# Great rhombicuboctahedron

(Redirected from Girco)
Great rhombicuboctahedron
Rank3
TypeUniform
Notation
Bowers style acronymGirco
Coxeter diagramx4x3x ()
Conway notationbC
Stewart notationK4
Elements
Faces12 squares, 8 hexagons, 6 octagons
Edges24+24+24
Vertices48
Vertex figureScalene triangle, edge lengths 2, 3, 2+2
Measures (edge length 1)
Circumradius${\displaystyle {\frac {\sqrt {13+6{\sqrt {2}}}}{2}}\approx 2.31761}$
Volume${\displaystyle 2(11+7{\sqrt {2}})\approx 41.79899}$
Dihedral angles6–4: ${\displaystyle \arccos \left(-{\frac {\sqrt {6}}{3}}\right)\approx 144.73561^{\circ }}$
8–4: 135°
8–6: ${\displaystyle \arccos \left(-{\frac {\sqrt {3}}{3}}\right)\approx 125.26439^{\circ }}$
Central density1
Number of external pieces26
Level of complexity6
Related polytopes
ArmyGirco
RegimentGirco
DualDisdyakis dodecahedron
ConjugateQuasitruncated cuboctahedron
Abstract & topological properties
Flag count288
Euler characteristic2
SurfaceSphere
OrientableYes
Genus0
Properties
SymmetryB3, order 48
Flag orbits6
ConvexYes
NatureTame

The great rhombicuboctahedron or girco, also commonly known as the truncated cuboctahedron, is one of the 13 Archimedean solids. It consists of 12 squares, 8 hexagons, and 6 octagons, with one of each type of face meeting per vertex. It can be obtained by cantitruncation of the cube or octahedron, or equivalently by truncating the vertices of a cuboctahedron and then adjusting the edge lengths to be all equal.

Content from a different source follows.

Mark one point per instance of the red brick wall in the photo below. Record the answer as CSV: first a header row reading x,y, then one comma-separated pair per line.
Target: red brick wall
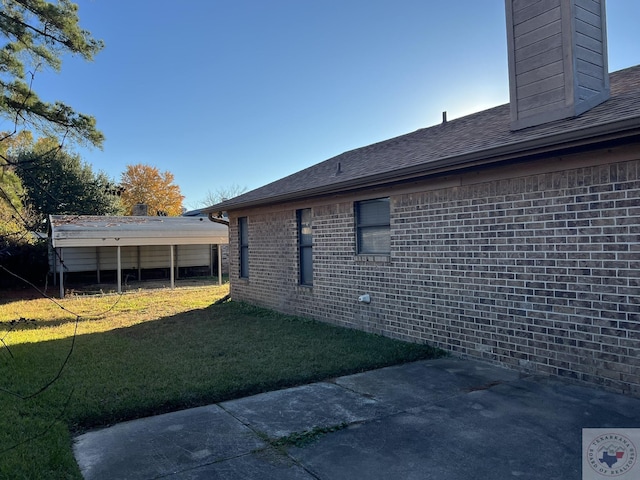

This is one of three Wythoffian non-prismatic polyhedra with a Coxeter diagram having all ringed nodes, the other two being the great rhombitetratetrahedron and the great rhombicosidodecahedron.

It can be alternated into the snub cube after equalizing edge lengths.

## Naming

Rhombi refers to the twelve square faces on the axis of the rhombic dodecahedron, cub(e) refers to the six faces on the axis of the cube, and octahedron for the eight hexagons on the axis of the octahedron.

Alternate names include:

• Truncated cuboctahedron (a translation of Kepler's Latin name), because it can be derived by truncating the cuboctahedron. However, it is not a true truncation of the rhombicuboctahedron, as a true truncation would result in rectangles rather than squares. Kepler used a different word for this sense of "truncated", but it was lost in translation.
• Rhombitruncated cuboctahedron (similar to the above, but also refers to the planes of the truncated faces).
• Great rhombcuboctahedron (no "i") - alternate spelling.

## Vertex coordinates

A great rhombicuboctahedron of edge length 1 has vertex coordinates given by all permutations of:

• ${\displaystyle \left(\pm {\frac {1+2{\sqrt {2}}}{2}},\,\pm {\frac {1+{\sqrt {2}}}{2}},\,\pm {\frac {1}{2}}\right).}$

## Representations

A great rhombicuboctahedron has the following Coxeter diagrams:

• x4x3x (full symmetry)
• xxwwxx4xuxxux&#xt (B2 axial, octagon-first)
• wx3xx3xw&#zx (A3 symmetry, as hull of two inverse great rhombitetratetrahedra)
• Xwx xxw4xux&#zx (B2×A1 symmetry)
• xxuUxwwx3xwwxUuxx&#xt (A2 axial, hexagon-first)

## Semi-uniform variant

The great rhombicuboctahedron has a semi-uniform variant of the form x4y3z that maintains its full symmetry. This variant has 6 ditetragons, 8 ditrigons, and 12 rectangles as faces.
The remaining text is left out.